Wednesday, August 3, 2011

NYC Restaurant Review: Dakar Senegalese Food in Clinton Hill - Food At Your Fingertips

In general I have found African cuisines greatly under appreciated. Ethiopian has caught on as well as North African food like Moroccan, but most African cuisines are unknown to most Americans. This is a shame because the handful of African restaurants I have found have generally been quite good.

Dakar is a good example of this. Located in Clinton Hill, at 285 Grand Ave (between Lafayette ave and Clifton pl), it was a short bus ride away for us. The menu had already hooked us in with its mix of Senegalese and other African dishes. I had read some very disparaging customer reviews on some websites, but we found nothing to complain about. The service was good. I got the impression that any time something took awhile to come it was because it was being made fresh rather than just being scooped out of a pot prepared long before as is done at many restaurants. And the food was quite good.

We started with Pepe Soup, a fairly spicy fish soup. This really is a bit spicy, even to me, so spice wimps should avoid it. But if you are like Joy and me and appreciate food that kicks back, the Pepe soup will satisfy you. One touch that impressed me is that although they brought us bread before the meal (standard, decent French bread) they brought us more specifically to go with the soup. The bread brought before the meal was cut thick while the bread brought for the soup, though the same kind of bread, had been warmed enough to give it a very slight crunch and had been sliced much thinner so it went with the soup better. That kind of small touch shows real thought about the food.

We also got two appetizers. The one truly spectacular dish was the shrimp and sweet potato fritters. We liked everything, but this dish stood out as being nearly perfect. I wouldn't have necessarily picked shrimp and sweet potatoes going well together, but they combined perfectly with a salad and a kind of sweet and sour sauce to go with it. Highly recommend this one. We also got plantain papillote, which was a whole, roasted plantain with tamarind coleslaw. Now, having spent a few months in Western Samoa, I can tell you that there is only so much you can do with a whole plantain. Roasting it whole gives it a slight, caramelized sweetness which went well with the sourness of the tamarind sauce. And, spicy soup aside, this begins a theme that I noticed in the cuisine of sweet mixed with sour in several of the dishes. The plantain was good and filling, though not on par with the fritters.

For main courses we got yassa guinnaar, which was roasted chicken with a lemon and onion comfit and jasmine rice, and vegan mafe, a peanut and vegetable stew with millet couscous. The chicken was quite good, though a little too sour for my tastes. I think this one dish missed just the right balance of sweet and sour, but was still good. The chicken was prepared just right, not dry at all. The stew was a bit like a vegetarian tagine and I did find myself thinking it might be better with some lamb or chicken in it, but it was none the less quite good. Perhaps my second favorite dish next to the fritters. The stew didn't follow the sweet/sour theme of most of the meal, but instead depended on peanuts and the flavor of the vegetables. I have always liked the use of peanuts (also called groundnuts in Africa) in African cooking and this dish was a good example. I found myself using the bread left over from the soup (nice and thinly sliced with a slight crunch to it) to dip in the peanut sauce.

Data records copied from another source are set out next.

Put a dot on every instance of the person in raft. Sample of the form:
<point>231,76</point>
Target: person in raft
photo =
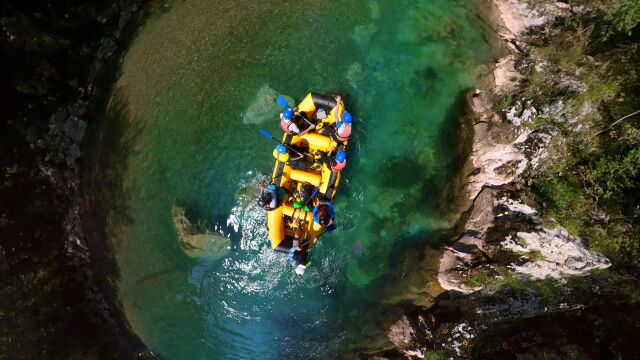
<point>298,256</point>
<point>268,199</point>
<point>341,131</point>
<point>338,162</point>
<point>323,213</point>
<point>290,127</point>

With dinner we ordered the tamarind and the ginger juices. We loved them, but be warned. They are potent flavors. If your idea of a good ginger beverage is ginger ale, this is not for you. If you like a potent ginger beer, then you are getting closer to what real ginger juice is like. I love it, but it is a tad over powering. Similarly, with the tamarind juice, if you think of the sweet tamarind chutney in Indian cooking when you think tamarind, this juice will surprise you because in its more natural form tamarind is quite sour. If you like strong flavors, and I do, you'll like these juices.

For dessert we ordered a coconut custard with roasted mango and sweet millet with yogurt. Again, continuing the sweet/sour theme. The sweet millet with yogurt was very good with a contrast in textures between the grain and the yogurt. The coconut/mango combination was particularly striking. The smooth, coolness of the coconut flavor was a strong contrast with the sharpness of the roasted mango. My first bite of it I felt the contrast was more of a clash and I wasn't sure I liked it. But it was intriguing and by the third bite or so I was enjoying the sharp contrast in flavors. I would order both desserts again, but found I particularly liked the coconut/mango one once I got the hang of it.

Price was overall quite moderate. Appetizers and soups from $4-8. Main courses $10-15. They also offer some good-sounding sandwiches (served with yucca fries or plantain, and salad) for $7-8. For the price quite worth it.

One aspect we could not sample (having to put our kids to bed) was they have free salsa dancing from 10 PM - 3 AM. So they have nightlife for after dinner, but we didn't stay for it.

Would not consider this one of my top picks for restaurants, but we enjoyed it, the ingredients were good quality, service was fine, and we considered it quite reasonably priced.